Sanitext – Remove LLM-Generated Text Fingerprints

14 points by panpan2 4 months ago

"− (U+2212) is a minus sign instead of a dash"

This is technically true, but the character in the other version is a hyphen instead of a dash (though given the absences of dashes in ASCII, one, two, or three ASCII hyphens are often used in place of dashes in environments constrained to ASCII.)

And while AI watermarking and fingerprinting is real, using typographically-correct Unicode instead of base ASCII isn't really it (though I guess anything that transforms text in a way which reduces variety like this does will make some of it less effective.)

panpan2 4 months ago

Thanks for catching this, changed to "hyphen".
> And while AI watermarking and fingerprinting is real, using typographically-correct Unicode instead of base ASCII isn't really it (though I guess anything that transforms text in a way which reduces variety like this does will make some of it less effective.)
I disagree. Your "writing signature" changes when you go from never using proper typography to suddenly using it perfectly. If you don't typically follow typography rules, LLM-generated text can make your writing inconsistent and detectable-especially in notes, where some parts follow your natural style while others suddenly have perfect punctuation (e.g., now you need to search for both your usual punctuation and the LLM's version to find something).
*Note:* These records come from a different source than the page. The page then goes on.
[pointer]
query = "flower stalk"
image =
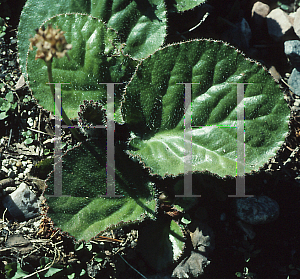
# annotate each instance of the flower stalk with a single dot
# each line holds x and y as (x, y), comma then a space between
(52, 43)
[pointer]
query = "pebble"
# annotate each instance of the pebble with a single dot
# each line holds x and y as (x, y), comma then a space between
(259, 12)
(297, 22)
(292, 51)
(239, 36)
(257, 210)
(9, 190)
(203, 241)
(22, 203)
(191, 267)
(294, 81)
(278, 24)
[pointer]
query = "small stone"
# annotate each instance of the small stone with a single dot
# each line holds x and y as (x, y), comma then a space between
(259, 12)
(294, 81)
(278, 24)
(292, 51)
(9, 190)
(239, 35)
(248, 230)
(4, 169)
(191, 267)
(274, 73)
(297, 22)
(202, 237)
(11, 173)
(22, 203)
(260, 9)
(257, 210)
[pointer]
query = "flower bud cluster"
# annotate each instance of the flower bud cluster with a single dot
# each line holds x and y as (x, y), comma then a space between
(50, 43)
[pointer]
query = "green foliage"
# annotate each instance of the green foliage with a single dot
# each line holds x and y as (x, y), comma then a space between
(119, 41)
(29, 137)
(141, 24)
(184, 5)
(154, 106)
(85, 214)
(7, 105)
(94, 58)
(3, 26)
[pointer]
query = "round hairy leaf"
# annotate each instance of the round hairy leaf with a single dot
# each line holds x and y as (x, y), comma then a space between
(141, 24)
(155, 102)
(94, 59)
(85, 214)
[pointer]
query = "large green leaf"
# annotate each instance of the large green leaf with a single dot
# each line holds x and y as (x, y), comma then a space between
(85, 214)
(94, 59)
(141, 24)
(154, 106)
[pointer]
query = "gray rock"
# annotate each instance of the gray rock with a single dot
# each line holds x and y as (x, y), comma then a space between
(278, 24)
(203, 240)
(259, 12)
(202, 236)
(297, 22)
(239, 35)
(294, 81)
(22, 203)
(292, 51)
(191, 266)
(257, 210)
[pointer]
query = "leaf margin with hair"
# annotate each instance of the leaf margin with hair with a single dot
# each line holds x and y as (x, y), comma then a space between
(155, 107)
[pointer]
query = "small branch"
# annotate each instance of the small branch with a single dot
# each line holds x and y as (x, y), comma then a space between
(132, 267)
(63, 114)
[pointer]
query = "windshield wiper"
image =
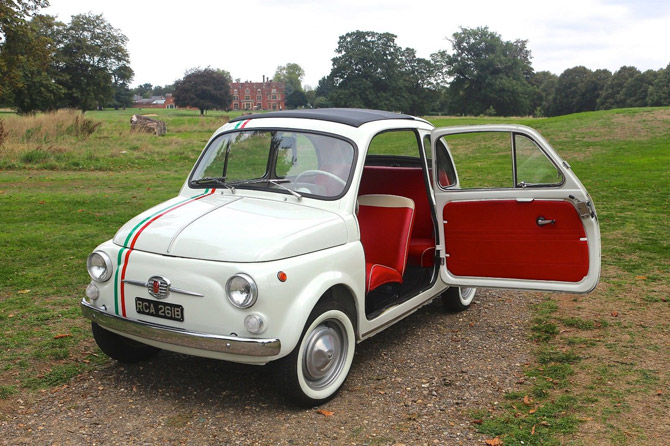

Also, if you use an LLM to help rewrite a sentence within a longer piece, the output might include typographic details (like curly quotes or en-dashes) that don't match the rest of your writing.

mwinatschek 4 months ago

"- I'm AI. (Normal text) − І’m󠅘󠅟󠅜󠅑 ΑІ.󠅓󠅙󠅑󠅟 (AI-tainted text)

’ (U+2019) is a right single quotation mark instead of a regular quote"

I think AI just uses the correct apostrophe, isn’t it?

https://dictionary.cambridge.org/ja/grammar/british-grammar/...

panpan2 4 months ago

That's right! The same goes for en-dashes, em-dashes, and some other punctuation. While these aren’t ASCII, you can enable them with `--allow-chars` if you want to keep them. I imagine the average person doesn't know when to use which.

gs17 4 months ago

> This isn’t a claim that major LLMs do all (or any) of these tricks. That said, I started working on this because I accidentally discovered an instance of text fingerprinting while debugging a byte-sensitive bug. That’s when I realized: it’s time to say goodbye to (at least these kinds of) fingerprints for good.

Are there any examples of this being used?

panpan2 4 months ago

Just try it :) I’ve definitely come across random variation selectors now and then. Otherwise, the most common case is typography: like em-dashes instead of hyphens, curly apostrophes, etc. But if you're feeding LLM output into a search tool, these subtle differences might not be helping you!

theamk 4 months ago

I don't think this has any legitimate use, does it?

It seems this is just to support cheating, misinformation and to generally make the web worse.

panpan2 4 months ago

Another viewpoint is that it's about privacy (e.g., unwanted tracking) and security (e.g., homograph attacks). As LLMs are increasingly used everywhere, this provides a way to normalize text as it moves between different systems.
Der_Einzige 4 months ago

Good. Cheating on interviews is a huge net positive for society. Unironically.
- theamk 4 months ago
  
  Are there interviews where the candidates submit large blocks of plain text? I am not aware of them. There are plenty of opportunities to cheat in coding challenges, but the unicode tricks obviously won't apply to it, the programs won't compile.
  Instead, by "cheating", I mean cheating in schools/colleges, as well as passing ChatGPT output as blog post and pretending it's human-written. First one is very unfair to the other students who are not cheating, as well as to future employers who discover that their new employee can only write on the topics that ChatGPT is familiar with. The latter is simply disrespectful to readers.
  - MandieD 4 months ago
    
    And in the end, unfair to the student themselves as they won't actually know how to write for themselves - and there are occasions in life when it is critical to be able to write for yourself, by hand. Not very many, but the ones that still exist are probably not going anywhere.